Jason Molenda via lldb-commits lldb-commits at lists.llvm.org
Mon Feb 12 12:52:30 PST 2018



> On Feb 12, 2018, at 12:48 PM, Zachary Turner via Phabricator <reviews at reviews.llvm.org> wrote:
> 
> zturner added a comment.
> 
> In https://reviews.llvm.org/D43048#1005513, @jasonmolenda wrote:
> 
>> No, the unwind unittests that exist today should stay written as unit tests.  These are testing the conversion of native unwind formats -- for instance, eh_frame, compact unwind, or instruction analysis -- into the intermediate UnwindPlan representation in lldb.  They are runtime invariant, unit tests are the best approach to these.  If there were anything to say about these, it would be that we need more testing here - armv7 (AArch32) into UnwindPlan is not tested.  eh_frame and compact_unwind into UnwindPlan is not tested.
> 
> 
> That's exactly the type of thing that FileCheck tests work best for.  I'm not sure why you're saying that unittests are better than FileCheck tests for this scenario.

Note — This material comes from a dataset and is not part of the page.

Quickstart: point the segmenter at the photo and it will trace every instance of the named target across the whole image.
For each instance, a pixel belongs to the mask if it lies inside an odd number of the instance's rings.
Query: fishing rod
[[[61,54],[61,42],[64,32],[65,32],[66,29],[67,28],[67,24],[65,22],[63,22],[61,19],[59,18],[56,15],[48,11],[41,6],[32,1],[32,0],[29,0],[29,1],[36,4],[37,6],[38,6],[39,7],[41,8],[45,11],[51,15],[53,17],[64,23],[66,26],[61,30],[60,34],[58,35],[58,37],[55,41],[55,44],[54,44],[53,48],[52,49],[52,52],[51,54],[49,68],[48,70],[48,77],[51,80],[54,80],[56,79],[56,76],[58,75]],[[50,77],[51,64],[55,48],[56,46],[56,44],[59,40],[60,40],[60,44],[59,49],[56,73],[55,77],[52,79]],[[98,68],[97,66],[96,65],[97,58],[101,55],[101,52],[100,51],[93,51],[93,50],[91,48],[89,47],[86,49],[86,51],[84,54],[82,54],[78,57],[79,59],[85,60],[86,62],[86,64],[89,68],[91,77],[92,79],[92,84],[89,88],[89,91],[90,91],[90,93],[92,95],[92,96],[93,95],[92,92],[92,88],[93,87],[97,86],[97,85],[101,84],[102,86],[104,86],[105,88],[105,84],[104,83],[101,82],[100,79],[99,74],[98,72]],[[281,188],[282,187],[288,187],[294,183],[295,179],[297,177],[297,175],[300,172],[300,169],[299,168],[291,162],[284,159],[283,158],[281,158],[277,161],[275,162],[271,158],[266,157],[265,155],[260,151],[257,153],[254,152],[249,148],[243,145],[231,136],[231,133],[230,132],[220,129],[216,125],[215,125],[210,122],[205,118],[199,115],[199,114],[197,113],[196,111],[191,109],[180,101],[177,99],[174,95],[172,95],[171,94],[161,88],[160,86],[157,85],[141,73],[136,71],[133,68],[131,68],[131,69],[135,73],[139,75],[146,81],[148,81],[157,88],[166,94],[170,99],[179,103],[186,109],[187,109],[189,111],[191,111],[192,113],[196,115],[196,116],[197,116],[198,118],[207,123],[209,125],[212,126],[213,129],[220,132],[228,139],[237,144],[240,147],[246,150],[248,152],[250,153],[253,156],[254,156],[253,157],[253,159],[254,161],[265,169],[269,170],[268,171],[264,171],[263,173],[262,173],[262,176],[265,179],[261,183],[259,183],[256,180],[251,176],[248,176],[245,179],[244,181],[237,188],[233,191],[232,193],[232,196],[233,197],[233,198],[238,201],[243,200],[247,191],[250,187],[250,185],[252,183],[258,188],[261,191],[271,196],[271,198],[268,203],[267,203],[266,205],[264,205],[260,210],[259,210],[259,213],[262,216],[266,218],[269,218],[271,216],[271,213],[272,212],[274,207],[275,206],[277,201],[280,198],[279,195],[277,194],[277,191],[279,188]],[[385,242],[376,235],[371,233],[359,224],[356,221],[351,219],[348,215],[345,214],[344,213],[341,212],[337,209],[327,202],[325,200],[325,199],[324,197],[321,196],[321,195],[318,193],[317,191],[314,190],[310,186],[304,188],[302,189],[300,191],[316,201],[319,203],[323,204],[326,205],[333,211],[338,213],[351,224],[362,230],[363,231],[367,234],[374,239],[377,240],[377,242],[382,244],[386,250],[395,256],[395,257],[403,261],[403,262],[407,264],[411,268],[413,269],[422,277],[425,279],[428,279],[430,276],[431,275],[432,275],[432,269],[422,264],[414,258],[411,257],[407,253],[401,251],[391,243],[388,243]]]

I'm saying that the unittests here are entirely appropriate, and that rewriting existing tests in FileCheck style doesn't make any sense to me.  If people want to write new tests using that style, that's fine I guess, but I wrote these tests for a part of lldb that I maintain and I'd prefer to keep them as-is.


> 
>> The part of unwind that is difficult to test is the runtime unwind behavior, and FileCheck style tests don't make that easier in any way.  We need a live register context, stack memory, symbols and UnwindPlans to test this correctly -- we either need a full ProcessMock with SymbolVendorMock etc, or we need corefiles, or we need tests with hand-written assembly code.
> 
> I don't think we'd necessarily need a live register context or stack memory.  A mock register context and stack memory should be sufficient, with an emulator that understands only a handful of instructions.

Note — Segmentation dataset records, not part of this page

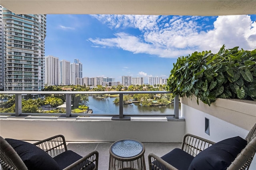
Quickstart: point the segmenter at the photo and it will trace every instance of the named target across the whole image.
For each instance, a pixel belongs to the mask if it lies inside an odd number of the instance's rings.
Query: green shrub
[[[84,105],[81,105],[78,106],[78,109],[80,110],[84,110],[88,109],[88,107]]]
[[[167,80],[168,90],[180,97],[194,95],[209,106],[216,98],[256,101],[256,49],[238,47],[216,54],[195,52],[179,57]]]

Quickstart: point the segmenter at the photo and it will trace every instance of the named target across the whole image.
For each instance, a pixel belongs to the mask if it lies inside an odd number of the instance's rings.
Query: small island
[[[144,106],[159,106],[172,103],[174,98],[172,94],[135,94],[124,95],[123,101],[124,104],[140,103]],[[115,104],[119,104],[119,98],[116,98],[113,102]]]

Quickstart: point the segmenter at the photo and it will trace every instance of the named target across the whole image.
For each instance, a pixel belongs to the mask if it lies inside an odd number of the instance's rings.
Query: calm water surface
[[[116,97],[98,99],[89,96],[88,105],[93,114],[119,114],[119,105],[113,103]],[[167,106],[142,106],[139,103],[124,105],[124,114],[173,114],[174,105]]]

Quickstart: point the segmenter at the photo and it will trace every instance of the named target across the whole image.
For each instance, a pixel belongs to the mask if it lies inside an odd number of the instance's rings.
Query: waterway
[[[115,97],[98,99],[89,96],[88,103],[89,109],[92,109],[93,114],[119,114],[119,105],[113,103]],[[139,103],[124,105],[124,114],[166,114],[174,113],[174,105],[171,103],[166,106],[142,106]]]

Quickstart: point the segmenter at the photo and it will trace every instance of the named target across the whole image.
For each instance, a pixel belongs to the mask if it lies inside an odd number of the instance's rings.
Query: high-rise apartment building
[[[124,86],[129,86],[131,85],[131,76],[122,76],[122,84]]]
[[[115,80],[114,78],[104,77],[103,81],[105,82],[110,82],[115,81]]]
[[[0,6],[0,91],[4,90],[4,23],[3,9]]]
[[[76,63],[70,64],[70,84],[75,85],[76,83],[76,79],[78,77],[79,65]]]
[[[62,60],[60,61],[60,84],[70,84],[70,62]]]
[[[162,77],[148,77],[148,84],[151,85],[160,84],[162,82]]]
[[[161,84],[162,85],[167,85],[167,79],[162,79]]]
[[[45,57],[45,81],[48,85],[58,85],[60,81],[59,58],[52,55]]]
[[[85,85],[86,86],[88,86],[90,85],[89,84],[89,77],[84,77],[82,78],[82,83],[83,83],[83,85]]]
[[[77,78],[83,77],[83,64],[78,59],[74,59],[74,62],[78,65],[78,75]]]
[[[0,72],[4,70],[4,90],[41,91],[44,83],[46,15],[16,15],[1,9],[4,50]]]
[[[120,81],[103,81],[102,82],[102,86],[104,87],[117,86],[120,85]]]
[[[133,85],[143,85],[144,77],[132,77],[131,79],[131,84]]]

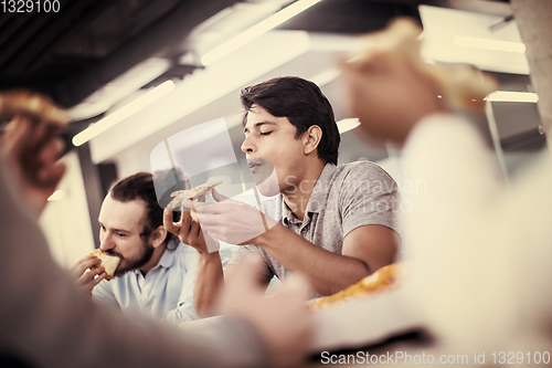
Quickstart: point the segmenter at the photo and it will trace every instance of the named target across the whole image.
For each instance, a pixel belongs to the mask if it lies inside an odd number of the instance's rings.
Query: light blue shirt
[[[169,241],[159,263],[146,276],[134,270],[110,281],[103,280],[92,291],[93,299],[155,319],[167,316],[171,324],[197,319],[193,282],[198,254],[180,242],[174,249],[177,242]]]

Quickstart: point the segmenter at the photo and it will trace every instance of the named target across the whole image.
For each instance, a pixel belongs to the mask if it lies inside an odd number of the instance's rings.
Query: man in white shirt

That's ... exactly what I said?  That we need to mock up memory and registers and symbols, or have a corefile and binary, or have hand written assembly routines that set up a particular stack and an SB API test that tries to backtrace out of it with a live process.  After the inferior process state has been constructed/reconstituted, is the unwinder capable of walking the stack or finding spilled registers by following the correct UnwindPlans.  This is right in the wheelhouse of SB API testing.